随即缓缓站起了身,悄声打开房门走了出去。
外面的天色更亮了些。院子里有两个坐在羊圈旁摘菜的老妪,她们瞧见蒲一深出来,都笑着和他道了声好,那从饱经风霜的苍老面容上生出的微笑亲和而憨朴,还带着些许腼腆的拘谨,却拂去了蒲一深眼中薄薄的一层冰霜。
蒲一深走过去行了个礼,并朝她们讨要了一只巴掌大的土瓷小碟,而后端着碟子抬脚朝堂屋走去……

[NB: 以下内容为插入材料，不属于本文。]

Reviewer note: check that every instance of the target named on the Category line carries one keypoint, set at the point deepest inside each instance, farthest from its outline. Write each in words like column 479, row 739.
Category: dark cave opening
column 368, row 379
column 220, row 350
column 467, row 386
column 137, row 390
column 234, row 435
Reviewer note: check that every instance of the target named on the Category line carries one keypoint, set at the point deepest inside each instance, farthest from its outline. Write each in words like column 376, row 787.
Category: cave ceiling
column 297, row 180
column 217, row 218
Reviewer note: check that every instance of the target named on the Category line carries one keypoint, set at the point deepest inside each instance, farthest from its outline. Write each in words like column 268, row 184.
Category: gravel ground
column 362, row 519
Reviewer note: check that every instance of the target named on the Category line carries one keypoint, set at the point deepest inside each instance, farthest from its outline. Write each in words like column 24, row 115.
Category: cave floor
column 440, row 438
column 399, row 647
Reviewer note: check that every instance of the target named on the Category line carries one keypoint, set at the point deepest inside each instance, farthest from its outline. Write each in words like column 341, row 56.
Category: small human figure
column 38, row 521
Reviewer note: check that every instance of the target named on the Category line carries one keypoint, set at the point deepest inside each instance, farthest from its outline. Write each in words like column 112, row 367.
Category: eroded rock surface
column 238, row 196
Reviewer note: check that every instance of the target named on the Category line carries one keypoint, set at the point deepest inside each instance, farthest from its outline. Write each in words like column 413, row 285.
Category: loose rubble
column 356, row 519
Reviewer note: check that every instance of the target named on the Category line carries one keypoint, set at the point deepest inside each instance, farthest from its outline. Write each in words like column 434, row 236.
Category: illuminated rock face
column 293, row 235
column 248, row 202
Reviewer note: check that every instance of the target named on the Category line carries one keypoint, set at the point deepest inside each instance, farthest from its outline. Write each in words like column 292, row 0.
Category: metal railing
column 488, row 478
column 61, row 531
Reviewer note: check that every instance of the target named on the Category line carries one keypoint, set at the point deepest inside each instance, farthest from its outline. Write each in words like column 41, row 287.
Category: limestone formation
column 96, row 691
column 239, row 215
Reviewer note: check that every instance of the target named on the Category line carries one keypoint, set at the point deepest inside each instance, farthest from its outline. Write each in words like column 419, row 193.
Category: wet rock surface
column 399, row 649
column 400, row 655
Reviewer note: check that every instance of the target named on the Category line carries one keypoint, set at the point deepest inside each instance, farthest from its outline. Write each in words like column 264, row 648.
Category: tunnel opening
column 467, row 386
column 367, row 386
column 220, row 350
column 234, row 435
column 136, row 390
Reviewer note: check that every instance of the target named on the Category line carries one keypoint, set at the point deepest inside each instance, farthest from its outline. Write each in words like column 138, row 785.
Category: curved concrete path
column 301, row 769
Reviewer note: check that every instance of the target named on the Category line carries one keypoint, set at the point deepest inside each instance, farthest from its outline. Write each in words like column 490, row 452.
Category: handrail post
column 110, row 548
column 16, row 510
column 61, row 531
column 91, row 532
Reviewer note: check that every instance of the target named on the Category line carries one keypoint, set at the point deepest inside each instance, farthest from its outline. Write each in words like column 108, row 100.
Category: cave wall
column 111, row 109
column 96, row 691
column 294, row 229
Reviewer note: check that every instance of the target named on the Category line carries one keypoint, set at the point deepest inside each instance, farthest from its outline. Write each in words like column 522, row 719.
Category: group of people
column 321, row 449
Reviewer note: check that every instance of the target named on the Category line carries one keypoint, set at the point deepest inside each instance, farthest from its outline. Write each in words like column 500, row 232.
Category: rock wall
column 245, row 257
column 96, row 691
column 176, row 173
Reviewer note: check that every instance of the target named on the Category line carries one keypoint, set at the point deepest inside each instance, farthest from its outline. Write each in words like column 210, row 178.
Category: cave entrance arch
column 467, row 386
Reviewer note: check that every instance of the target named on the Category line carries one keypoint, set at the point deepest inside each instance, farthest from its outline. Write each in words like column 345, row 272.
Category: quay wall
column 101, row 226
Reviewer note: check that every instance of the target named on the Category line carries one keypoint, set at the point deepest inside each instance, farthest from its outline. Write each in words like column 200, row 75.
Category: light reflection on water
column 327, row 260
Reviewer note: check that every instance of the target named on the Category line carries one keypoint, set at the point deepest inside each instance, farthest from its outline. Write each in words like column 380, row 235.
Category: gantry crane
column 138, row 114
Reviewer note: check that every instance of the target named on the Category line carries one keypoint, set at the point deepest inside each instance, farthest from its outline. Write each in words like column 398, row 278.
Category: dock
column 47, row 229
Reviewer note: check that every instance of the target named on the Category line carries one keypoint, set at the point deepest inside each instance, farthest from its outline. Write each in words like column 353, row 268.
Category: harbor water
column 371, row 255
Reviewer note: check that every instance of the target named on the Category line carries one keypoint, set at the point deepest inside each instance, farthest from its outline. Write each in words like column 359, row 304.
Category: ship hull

自打他们从地下逃出来并寻到这一处休养的农家,已经过去了三日的时间了。
三日前,许宝几个人在地下沿着中空的悬崖壁道几乎没有停歇地奔走了七八个时辰,期间蒲一深也撑不住先前的内伤呕了两回血,饶是这般他也未曾将背上昏迷的许万千放下,不顾许宝一再劝说,硬是将许万千背了出来。
他们逃出来的地方阳南古道西边的一处荒坟,其中有的墓穴都已然破败被盗掘得空了,他们便从那中空的地下爬出。
不过说来也巧,许宝一行人一出来便碰上在四周巡察并安置客人的那两个衙役,这才知晓此处荒坟所距他们进入地下的客栈马厩已相隔十二三里地之远。
外头明晃晃的天光大亮不知已过了几时,天上还洋洋洒洒地飘着雪粒,蒲一深单手颤抖着牢牢托住许万千,另一只手撑在墓穴|口外倒塌的石碑上,终还是“扑通”一声跌跪进泥雪之中,污浊冰凉的血水染上了那无名石碑的残缺碑文。
据衙役所说,原先的客栈马厩已全然坍塌成一处大坑,整家客栈的后院都肉眼可见的下陷了近十公分的高度。客栈里的所有客商皆已被驱散。